Girls und Panzer is a 2012 Japanese anime series produced by Actas. The series takes place in a world where girls take up sensha-dō (戦車道) or "tankery" in the English dub, the art of operating tanks, which focuses on a girl named Miho Nishizumi and her friends as they participate in their school's sensha-dō program. The series aired in Japan between October 9, 2012, and December 25, 2012, although due to production delays, the final two episodes were postponed and were replaced with recap episodes. The final two episodes aired in March 2013. Original video animation episodes are included with the Blu-ray/DVD releases. The opening theme is "DreamRiser" by ChouCho whilst the ending theme is "Enter Enter MISSION!" performed by Mai Fuchigami, Ai Kayano, Mami Ozaki, Ikumi Nakagami and Yuka Iguchi. The series is licensed in North America by Sentai Filmworks.

==Episode list==

| No. | Title | Original release date |
| 1 | "Tankery, Here It Comes!" Transliteration: "Sensha-dō, Hajimemasu!" (Japanese: 戦車道、始めます！) | October 9, 2012 |
Miho Nishizumi begins academic life at Ooarai Girls High School and makes friends with two of her classmates, Saori Takebe and Hana Isuzu. Soon afterwards, Miho is approached by the Student Council about participating in the school's newly-resurrected elective of tankery, the art of operating tanks. Distraught, Miho tells Saori and Hana that she has traumatic memories of doing tankery, and that she only enrolled at Ooarai because she heard that the school did not have a tankery course. After seeing a promotional presentation of tankery, both Saori and Hana express interest in taking it up and try to convince Miho to join them. Miho cannot bring herself to participate, so Saori and Hana decide to forego tankery themselves in favor of Miho's chosen elective. However, Anzu Kadotani, the Student Council president, objects to Miho's choice and threatens to expel her from school despite Saori and Hana's spirited defense of their friend's decision. Realizing how much her friends are doing for her, Miho gives in and decides to take up tankery alongside them despite her reluctance.
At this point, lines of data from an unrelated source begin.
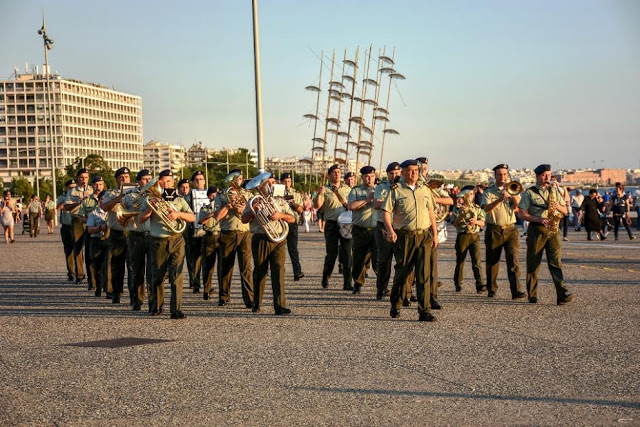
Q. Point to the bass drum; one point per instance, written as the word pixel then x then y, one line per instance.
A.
pixel 344 221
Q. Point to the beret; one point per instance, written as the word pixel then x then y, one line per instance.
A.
pixel 143 172
pixel 410 162
pixel 122 171
pixel 542 169
pixel 393 166
pixel 367 169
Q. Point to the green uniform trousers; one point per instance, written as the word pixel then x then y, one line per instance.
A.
pixel 210 248
pixel 99 252
pixel 412 252
pixel 167 254
pixel 496 238
pixel 232 244
pixel 140 262
pixel 539 241
pixel 67 244
pixel 467 243
pixel 385 256
pixel 365 253
pixel 267 254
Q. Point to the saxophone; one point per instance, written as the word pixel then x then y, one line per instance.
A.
pixel 553 215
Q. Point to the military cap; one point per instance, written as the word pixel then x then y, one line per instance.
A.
pixel 367 169
pixel 409 162
pixel 121 171
pixel 142 173
pixel 196 173
pixel 393 166
pixel 542 169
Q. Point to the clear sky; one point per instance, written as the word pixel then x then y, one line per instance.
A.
pixel 522 82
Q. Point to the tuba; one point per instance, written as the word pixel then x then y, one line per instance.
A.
pixel 162 208
pixel 265 206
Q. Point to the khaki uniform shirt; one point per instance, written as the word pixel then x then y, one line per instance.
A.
pixel 332 206
pixel 255 226
pixel 504 213
pixel 410 208
pixel 112 222
pixel 536 204
pixel 132 201
pixel 231 221
pixel 478 213
pixel 65 217
pixel 366 216
pixel 210 225
pixel 157 228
| 2 | "Tanks, We Ride Them!" Transliteration: "Sensha, Norimasu!" (Japanese: 戦車、乗ります！) | October 16, 2012 |
The Student Council tasks the new tankery members with finding the tanks that were used the last time the school had tankery. Miho, Saori and Hana are joined in their search by a tank fanatic named Yukari Akiyama, and together they manage to find a Panzer 38(t). Several other tanks are eventually found and distributed among the tankery members, with Miho's group assigned a Panzer IV. The newly-formed teams are then tasked with cleaning up their tanks in preparation for the arrival of the tankery instructor the following day. Afterwards, Yukari takes Miho, Saori and Hana to a military store, and the girls bond over dinner at Miho's place. The next morning, Miho encounters a gloomy girl named Mako Reizei and helps her on her way to school. The tankery instructor, Ami Chōno, arrives and suggests they start out with a full-on mock battle, with each team having to learn how to operate their tank by themselves. Soon after the match begins, Miho's team finds themselves the target of two other teams. As they speed across the battlefield trying to escape, they find Mako right in their path.
| 3 | "We're Having a Match!" Transliteration: "Shiai, Yarimasu!" (Japanese: 試合、やります！) | October 23, 2012 |
Mako, who is revealed to be a childhood friend of Saori, joins the others in the tank, which soon comes across a narrow suspension bridge that Hana has trouble navigating. After a hit from enemy fire knocks Hana unconscious, Mako takes over as driver and manages to safely navigate to the middle of the bridge. There, they manage to evade enemy fire as Yukari takes out the enemy tanks following Miho's instructions, securing victory for their team. At their victory celebration back at school, the team decides that Miho should be the commander, with the roles of radio operator, gunner, loader and driver respectively assigned to Saori, Hana, Yukari and Mako. After a few days of personalizing their tanks and training, the tankery members are informed that the Student Council has arranged a friendly match against St. Gloriana Girls Academy, with Miho assigned as overall commander for the Ooarai teams.
| 4 | "Commander Does Her Best!" Transliteration: "Taichō, Ganbarimasu!" (Japanese: 隊長、がんばります！) | October 30, 2012 |
As the match against St. Gloriana begins, Miho's team acts as a decoy to lure their opponents into an ambush, which fails because of the Ooarai teams' poor marksmanship and inexperience. Surrounded and taking heavy fire, Miho has the remaining Ooarai teams retreat into the downtown area. Using their familiarity with the town layout to stage further ambushes, the Ooarai teams manage to take out most of the St. Gloriana tanks, but eventually succumb to their opponents' superior firepower and armor. On their way home after the battle, the girls encounter Hana's mother, Yuri Isuzu, who does not take the news of her daughter's participation in tankery very well. Upon returning to school, Miho learns that the St. Gloriana commander, Darjeeling, has left her a parting gift, acknowledging her as a worthy opponent. Ooarai then enters the national tankery tournament, drawing Saunders University High School as their first-round opponent.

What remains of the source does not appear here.